Ils sortaient d’une longue abstinence, qui n’était plus seulement due au jeûne
que recommandait leur foi, cette terrible endura, mais à ce siège
interminable qui les avait conduits au bord de l’épuisement. Ils s’étaient
regroupés ici comme une cohorte de fantômes, les yeux brûlants, la terreur
vissée au ventre. Les postulants s’agenouillèrent de nouveau. Ils furent absous.
Bertrand s’approcha d’eux, plaça l’Évangile sur leur tête et procéda à l’imposition
des mains. Les croyants récitèrent le Pater deux fois encore, puis les membres
de l’assemblée se donnèrent tour à tour le Baiser de Paix.

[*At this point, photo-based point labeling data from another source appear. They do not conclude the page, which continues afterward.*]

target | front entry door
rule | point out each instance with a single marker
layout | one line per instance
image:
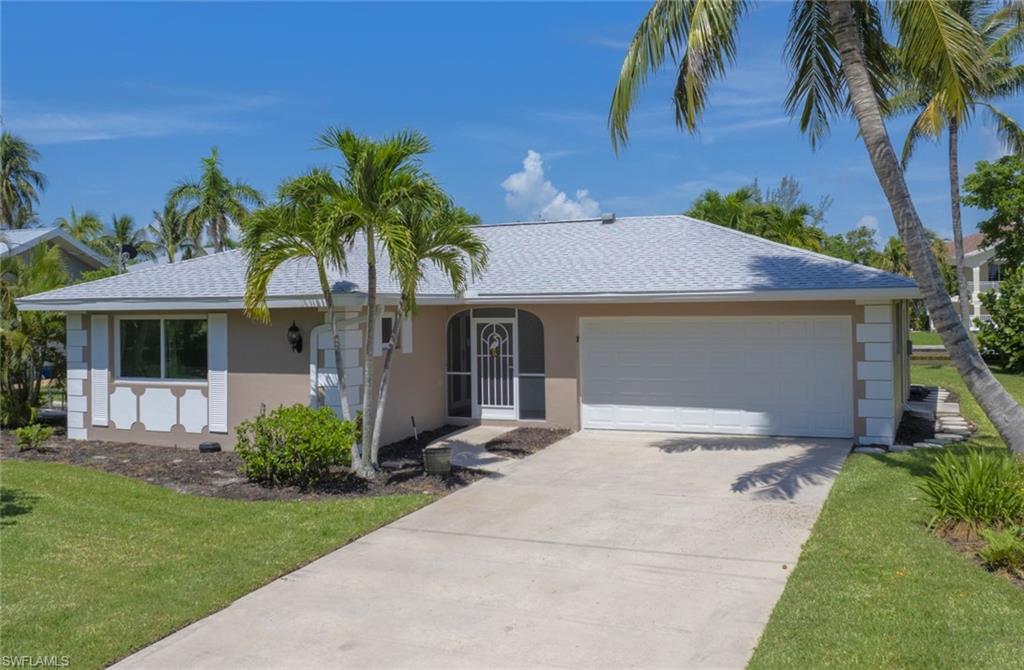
(495, 358)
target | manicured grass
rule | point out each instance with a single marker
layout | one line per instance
(95, 566)
(925, 337)
(875, 589)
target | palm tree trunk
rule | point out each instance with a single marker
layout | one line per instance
(339, 364)
(962, 291)
(385, 378)
(1001, 409)
(368, 468)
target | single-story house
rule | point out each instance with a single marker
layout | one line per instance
(77, 255)
(656, 323)
(984, 271)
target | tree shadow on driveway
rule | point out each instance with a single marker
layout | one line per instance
(816, 464)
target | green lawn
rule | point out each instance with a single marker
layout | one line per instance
(925, 337)
(95, 566)
(875, 589)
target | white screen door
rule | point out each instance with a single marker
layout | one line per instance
(495, 354)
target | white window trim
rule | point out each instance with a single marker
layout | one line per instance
(162, 380)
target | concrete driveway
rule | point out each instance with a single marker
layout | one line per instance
(607, 549)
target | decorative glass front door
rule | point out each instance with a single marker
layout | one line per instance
(496, 387)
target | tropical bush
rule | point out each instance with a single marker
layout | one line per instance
(981, 488)
(32, 436)
(1003, 339)
(1004, 549)
(294, 446)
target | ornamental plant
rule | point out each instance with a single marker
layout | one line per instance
(294, 446)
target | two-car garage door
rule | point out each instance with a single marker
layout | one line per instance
(742, 375)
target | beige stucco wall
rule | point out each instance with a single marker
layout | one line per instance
(561, 330)
(263, 371)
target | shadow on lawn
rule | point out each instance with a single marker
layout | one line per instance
(14, 502)
(779, 479)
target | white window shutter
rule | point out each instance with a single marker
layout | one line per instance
(217, 375)
(98, 356)
(407, 334)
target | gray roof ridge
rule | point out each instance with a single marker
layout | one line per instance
(808, 252)
(137, 274)
(591, 219)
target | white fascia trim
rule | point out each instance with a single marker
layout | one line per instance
(357, 299)
(194, 304)
(702, 296)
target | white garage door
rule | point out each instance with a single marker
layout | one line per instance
(744, 375)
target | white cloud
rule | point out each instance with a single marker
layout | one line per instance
(869, 221)
(529, 194)
(187, 113)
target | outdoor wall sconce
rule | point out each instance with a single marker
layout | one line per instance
(295, 338)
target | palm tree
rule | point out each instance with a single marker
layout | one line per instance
(301, 224)
(84, 227)
(732, 210)
(215, 202)
(841, 64)
(169, 231)
(439, 236)
(121, 233)
(28, 339)
(381, 179)
(19, 182)
(1003, 34)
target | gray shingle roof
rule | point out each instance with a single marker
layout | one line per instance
(638, 256)
(20, 240)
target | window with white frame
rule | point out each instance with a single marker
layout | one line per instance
(158, 347)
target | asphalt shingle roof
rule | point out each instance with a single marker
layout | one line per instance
(633, 255)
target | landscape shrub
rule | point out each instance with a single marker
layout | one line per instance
(294, 446)
(1001, 340)
(1004, 549)
(32, 436)
(982, 488)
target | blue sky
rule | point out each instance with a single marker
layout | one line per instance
(123, 100)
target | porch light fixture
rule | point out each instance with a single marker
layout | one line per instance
(295, 338)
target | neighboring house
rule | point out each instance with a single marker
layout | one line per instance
(78, 256)
(982, 269)
(660, 323)
(161, 259)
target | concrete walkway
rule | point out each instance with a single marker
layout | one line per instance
(467, 448)
(604, 550)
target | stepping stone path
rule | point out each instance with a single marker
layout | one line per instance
(950, 427)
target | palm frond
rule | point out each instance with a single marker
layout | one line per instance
(697, 34)
(939, 45)
(1008, 130)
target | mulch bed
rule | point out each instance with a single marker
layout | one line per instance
(187, 470)
(520, 443)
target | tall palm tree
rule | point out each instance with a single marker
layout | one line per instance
(301, 224)
(214, 202)
(1003, 34)
(169, 231)
(123, 232)
(439, 236)
(841, 63)
(28, 339)
(20, 183)
(84, 227)
(381, 179)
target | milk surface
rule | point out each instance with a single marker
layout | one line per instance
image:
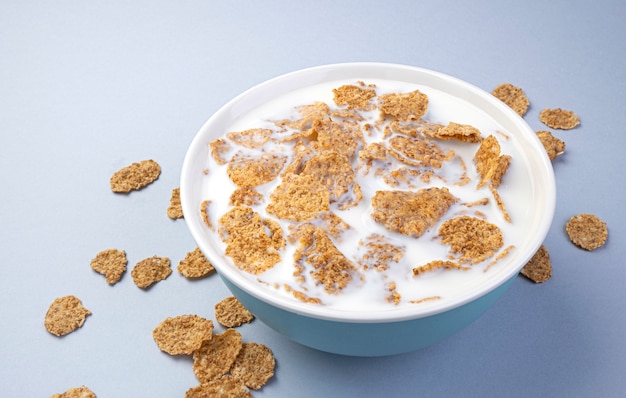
(368, 291)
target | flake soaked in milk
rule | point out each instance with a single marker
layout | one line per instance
(290, 116)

    — Vous faites désormais partie des hommes
de la nouvelle Église, dit Bertrand. Vous êtes nés de l’Esprit ! Soyez
fidèles à vos devoirs, et rendez grâces à Dieu.

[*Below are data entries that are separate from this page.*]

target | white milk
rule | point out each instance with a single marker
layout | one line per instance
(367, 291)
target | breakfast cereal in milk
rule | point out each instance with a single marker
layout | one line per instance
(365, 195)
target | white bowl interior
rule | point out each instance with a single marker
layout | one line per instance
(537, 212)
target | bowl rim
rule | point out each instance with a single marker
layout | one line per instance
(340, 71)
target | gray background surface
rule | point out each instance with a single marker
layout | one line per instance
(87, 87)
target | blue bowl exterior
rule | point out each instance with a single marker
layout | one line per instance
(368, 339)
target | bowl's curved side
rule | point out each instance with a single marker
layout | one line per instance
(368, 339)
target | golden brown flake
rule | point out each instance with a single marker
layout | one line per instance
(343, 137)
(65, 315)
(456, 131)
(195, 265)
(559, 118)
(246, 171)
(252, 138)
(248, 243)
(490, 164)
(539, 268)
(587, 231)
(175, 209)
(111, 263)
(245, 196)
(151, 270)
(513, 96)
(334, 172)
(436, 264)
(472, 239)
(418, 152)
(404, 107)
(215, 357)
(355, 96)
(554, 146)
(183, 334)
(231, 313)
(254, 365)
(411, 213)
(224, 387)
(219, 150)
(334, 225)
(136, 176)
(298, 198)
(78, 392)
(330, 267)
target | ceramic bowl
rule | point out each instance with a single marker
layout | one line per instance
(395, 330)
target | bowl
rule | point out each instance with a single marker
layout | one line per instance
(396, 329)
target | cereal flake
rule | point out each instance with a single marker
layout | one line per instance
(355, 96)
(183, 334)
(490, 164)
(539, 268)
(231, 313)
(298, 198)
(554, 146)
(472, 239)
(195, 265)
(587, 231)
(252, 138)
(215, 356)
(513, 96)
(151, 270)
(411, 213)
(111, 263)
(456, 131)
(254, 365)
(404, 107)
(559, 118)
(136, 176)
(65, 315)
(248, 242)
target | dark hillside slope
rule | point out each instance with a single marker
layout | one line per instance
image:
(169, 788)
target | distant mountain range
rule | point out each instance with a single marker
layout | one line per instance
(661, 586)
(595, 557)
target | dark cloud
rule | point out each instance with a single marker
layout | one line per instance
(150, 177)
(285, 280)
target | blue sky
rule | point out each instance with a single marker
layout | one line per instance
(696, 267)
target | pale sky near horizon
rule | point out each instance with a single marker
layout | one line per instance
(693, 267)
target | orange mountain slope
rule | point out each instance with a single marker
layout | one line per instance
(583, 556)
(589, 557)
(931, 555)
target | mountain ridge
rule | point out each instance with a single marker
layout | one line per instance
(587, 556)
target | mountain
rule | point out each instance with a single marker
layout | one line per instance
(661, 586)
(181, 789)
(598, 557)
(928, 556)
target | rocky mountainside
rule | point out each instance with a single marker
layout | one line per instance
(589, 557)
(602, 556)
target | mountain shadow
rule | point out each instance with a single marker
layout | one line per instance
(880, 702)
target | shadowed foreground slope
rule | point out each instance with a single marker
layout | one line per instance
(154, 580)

    Sa voix baissa d’un ton. Il était épuisé. Il
ferma les yeux, vacilla quelques secondes, puis il acheva :
    — La tempête est sur nous, mes amis. Nous
avons résisté, ils nous ont persécutés, poursuivis sans relâche… N’oubliez
jamais que vous seuls serez restés dignes de notre pauvre humanité. Jusqu’au
bout, ne l’oubliez pas.
    Dans l’allée centrale, entre les bancs de bois,
on distribua aux nouveaux consolés des robes noires. Ils s’en revêtirent dans
le plus grand silence.
    Bertrand Marty était au bord de l’évanouissement.
Son frère se porta à son secours.
    Lorsque tout fut achevé, Escartille et
Aimery se dirigèrent vers l’évêque. Bertrand était assis dans un fauteuil
profond, une main ballante auprès de l’accoudoir.
    Il avait le front couvert de sueur.
    — Tout est fini, cette fois, dit-il. Donne-moi
ta main, Escartille.
    Escartille la lui donna.
    — C’est l’heure, dit-il. Les soldats sont
venus nous chercher.
    Bertrand Marty releva les yeux vers Escartille.